I think this may work out.

Sunday, February 13, 2011

The Uneasy Night Before Something Big

That is what tonight is. I disabled my beacon earlier after leaving the Autobot base and came home to make sure the house is clean and ready to be locked up. I'd love to be able to just hide out here and be left alone but I know that someone will think to drop by. It would probably be Mikaela or Tracks. Mickaela wouldn't say anything for awhile I think but it would just be another instance of annoyance for Tracks that I ran off home again. He has been worried about me. That is why I had to wait for awhile to set things in motion, he has been keeping tabs on me. And I will miss him, I still enjoy spending time with him I just need a little break. This break from the Autobots will likely be permanent, it just isn't the life I want.

I just don't understand why they were so desperate to revive me. It was always one of those things I had discussed with my family that if I was in an accident or something to not keep me on life support. This Cybertronian form is like the most perverse version of that. I haven't been revived, I've been trapped and forced to watch my former life without being able to return to it.

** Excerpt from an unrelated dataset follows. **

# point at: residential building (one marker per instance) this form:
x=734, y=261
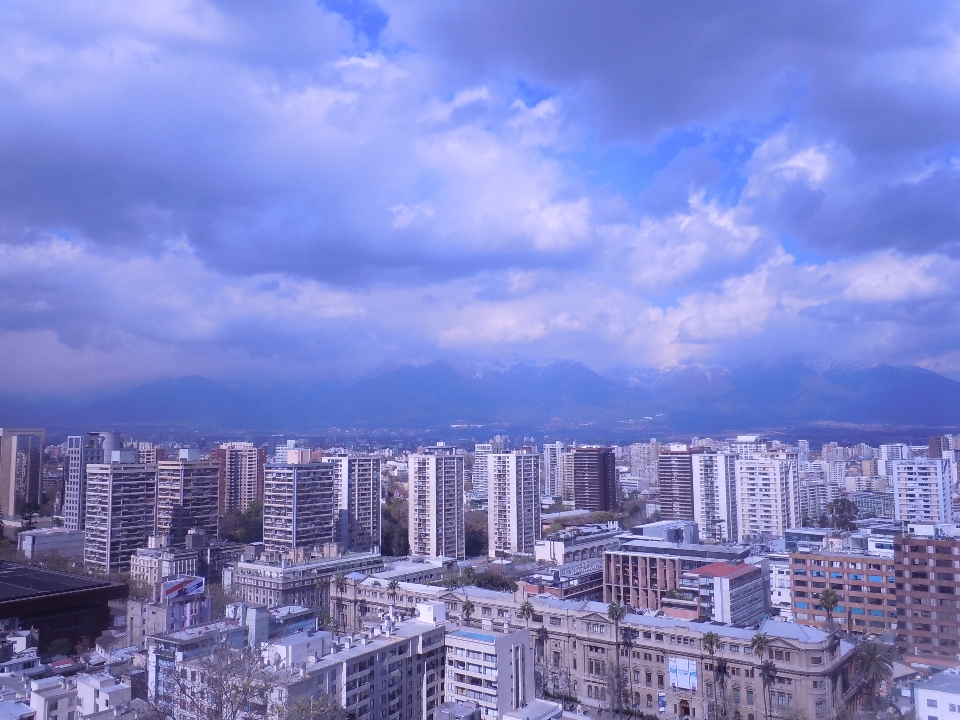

Thursday, February 3, 2011

Figured Out Work

I've figured out how to disable the tracker beacon I was issued. I'm going to slip off the grid for awhile, I was able get myself on the new database creation and cataloging project at work. They were happy to have me since I can coordinate the digitization of our older materials since my assistant in ILL has little to do anyways. And since all the programming and brainstorming is distance based I can go wherever I please as long as I meet deadlines.

It is a wonderful thing really, those few days of working through the holoform were taxing. There were too many chances for me to slip up eventually.